Hintergrund: In der Dysphagiologie bei Erwachsenen hat sich in den letzten Jahren ein standardisiertes Verfahren für Schluckuntersuchungen bewährt. Dieses Verfahren wird unter den einzelnen Fachdisziplinen kontrovers diskutiert. Die pädiatrische Dysphagiologie wird ebenfalls durch unterschiedliche Fachrichtungen abgedeckt. Ein standardisiertes Verfahren hat sich noch nicht etabliert. Zentren mit unterschiedlichen Fachdisziplinen diagnostizieren und betreuen Kinder mit einer weiten Bandbreite von Grunderkrankungen. In der Literatur sind nationale Daten hierzu nur spärlich zu finden.

Material und Methoden: In der Abteilung für Pädaudiologie und Phoniatrie werden in Zusammenarbeit mit der Kinderklinik der Universität in Würzburg etwa 30–50 Schluckuntersuchungen pro Jahr bei Säuglingen und Kleinkindern durchgeführt. Es wird für jeden kleinen Patienten ein individuelles Diagnoseprotokoll erstellt. Grundlage bildet ein erfahrenes Team aus Phoniatern und Logopäden in Kombination mit für Kinder geeignetem technischem Equipment. Die Eltern werden nach entsprechender Aufklärung in die Untersuchung mit einbezogen.

Ergebnisse: Wichtig für eine korrekte Indikationsstellung zur apparativen Diagnostik ist die prädiagnostische Differenzierung zwischen einer Dysphagie und einer Fütterstörung. Die meisten dieser Kinder sind Frühgeborene oder motorisch entwicklungsverzögerte Kinder ohne eine weitere wesentliche Grunderkrankung. Inzwischen zeichnet sich neben den neuronalen- und entwicklungsbedingten Schluckstörungen allerdings ab, dass viele Kinder mit Schluckbeschwerden auch unter erheblichen Refluxbeschwerden leiden, welche allerdings nur zum Teil mit einer pH-Metrie und Ösophago-Duodenoskopie quantifiziert werden können Außerdem weisen viele der Kinder eine Störung in der oralen Entwicklungsphase auf.
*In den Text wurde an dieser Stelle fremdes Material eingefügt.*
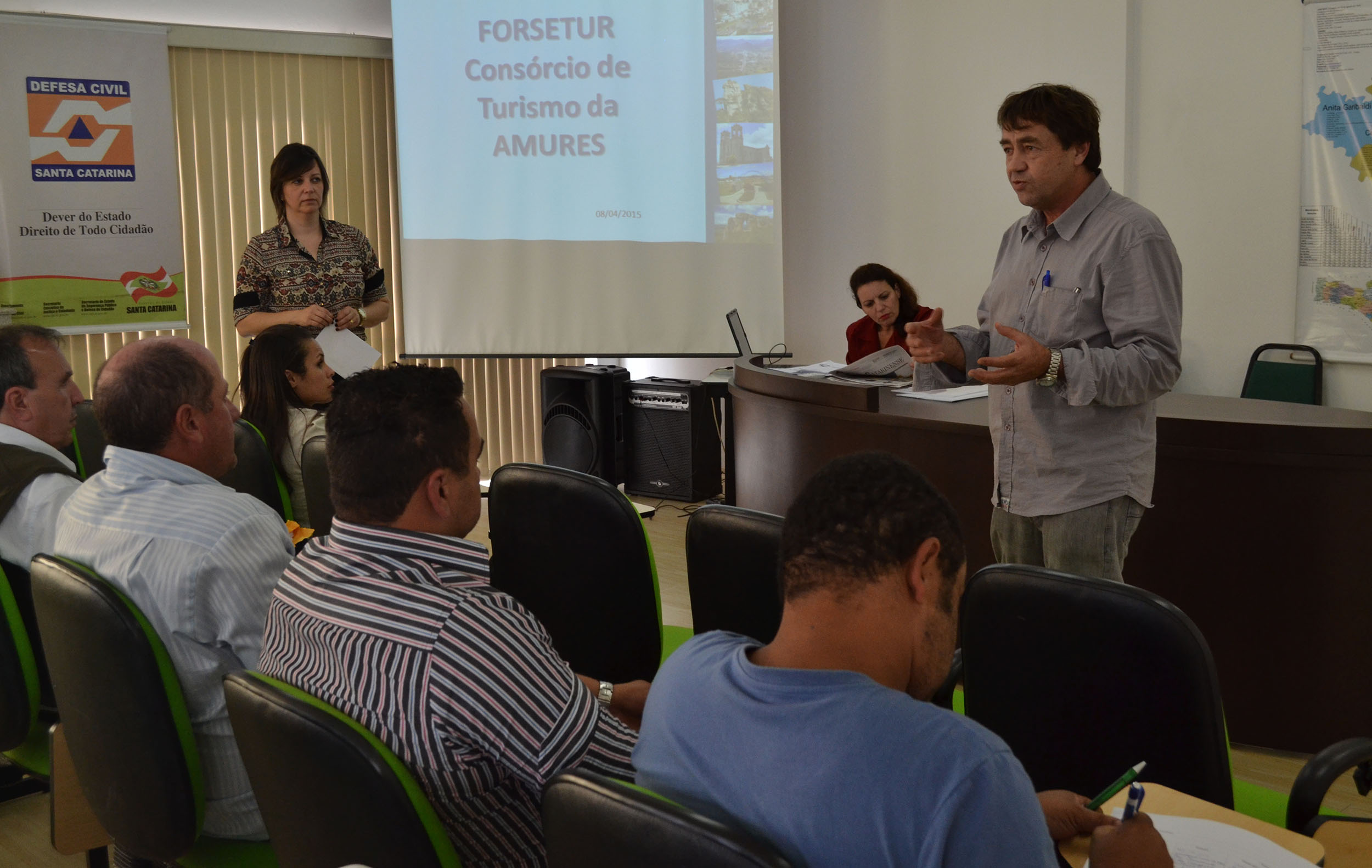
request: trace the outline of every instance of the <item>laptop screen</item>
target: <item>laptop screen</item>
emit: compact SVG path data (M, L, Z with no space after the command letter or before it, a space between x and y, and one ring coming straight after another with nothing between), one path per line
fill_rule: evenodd
M724 314L724 318L729 320L729 330L734 333L738 355L753 355L753 347L748 343L748 332L744 330L744 320L738 315L738 309Z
Fazit: Nach Meinung der Autoren gibt es viele Kliniken, die Untersuchungen bei Säuglingen und Kleinkindern durchführen. In der Literatur finden sich hier zu wenige Daten, so dass es insgesamt eine zu geringe Diskussion über das Verfahren und die Ergebnisse der pädiatrischen Dysphagiologie gibt. Insbesondere die phoniatrische Beteiligung in diesem Bereich ist wenig ausgeprägt. Phoniatrisch und hals-nasen-ohrenärztliche Fachkenntnisse sind in der pädiatrischen Dysphagiologie aber unabdingbar. Die Autoren möchten mit ihrem Vortrag, anhand ihrer etablierten Verfahren und der Ergebnisse, zu diesem Thema eine kontroverse Diskussion anregen um die pädiatrische Dysphagiediagnostik in der Phoniatrie weiter voranzubringen


Text

Hintergrund

In der Dysphagiologie bei Erwachsenen hat sich in den letzten Jahren ein standardisiertes Verfahren für Schluckuntersuchungen bewährt. Dieses Verfahren hat sich interdisziplinär durchgesetzt und wird in der Literatur unter den einzelnen Fachdisziplinen kontrovers diskutiert. Die pädiatrische Dysphagiologie wird ebenfalls durch unterschiedliche Fachrichtungen abgedeckt. Ein interdisziplinäres standardisiertes Verfahren hat sich noch nicht etabliert. Dies ist nach Meinung der Autoren hauptsächlich drauf zurückzuführen, dass im Rahmen der nur sehr spärlich betriebenen Kontroverse kaum auf die Unterschiede im Patientenkollektiv eingegangen wird.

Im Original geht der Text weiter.